Kirkhellaren and its contents have always been subject to changes, both human and climatic. In recent times, the cave has served as an ideal habitat for sheep, which meant that the surface of the cave was covered with a nearly one-metre-thick layer of sheep dung. In 1982, sheep farming on Sanna ceased and the sheep excrement is now gone, and with it a protective layer for the cave’s archaeological treasures. The biggest impacts today are caused by human visitors and leaching. Every year thousands of tourists visit Kirkhellaren, and during the Træna Festival, a concert is held here.

“Given the increased precipitation and warmer winters in our impending future, organic conservation has become an urgent issue. One concrete purpose of the project is to assess how we can best safeguard organic cultural heritage and its unique research potential,” says Jørgensen, adding:

“Coastal resources have been a prerequisite for life since humans first colonised the Norwegian coast. Nevertheless, the exploitation of coastal resources during the Stone Age receives relatively little attention in global research. The reason for this is that there are almost no preserved fragments of human resource exploitation that continuously cover the last 10,000 years. Kirkhellaren is unique in that the meal scraps preserved here date back to an exceptionally early point in history.
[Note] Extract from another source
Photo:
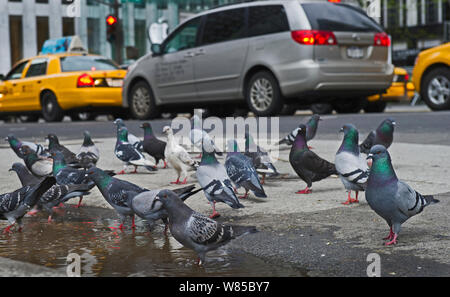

Reconstructing marine food chains is interesting because humans form part of the ecosystem, and changes in important resource stocks such as fish and seals can be expected to have consequences for human adaptation.”

DNA should provide answers

When the summer fieldwork was over, the excavation area was filled in again, and the cave bottom will gradually return to its previous state. All the samples collected in the course of the work will be the subject of research and subsequent publications.

Among the 11 researchers who participated in this summer’s fieldwork are the PhD candidates Håvard Kjellsen Bjerke, Emma Falkeid Eriksen and Lydia Hildebrand Furness from the University of Oslo. They will later analyse the DNA in bone finds and then compare it with other DNA samples.

The material is so rich that even such small surveys will provide research data for many generations to come.

ARCAVE

Erlend Kirkeng Jørgensen of the Norwegian Institute for Cultural Heritage Research’s High North Department at the Fram Centre is leading the research project ‘ARCAVE: constructing baselines of coastal ecosystem change from ARchaeological CAVE deposits’, which started in 2021 and will run until 2023. The project marks the first time that georadar has been used in caves. In addition, a 3D reconstruction of the entire cave floor is being made.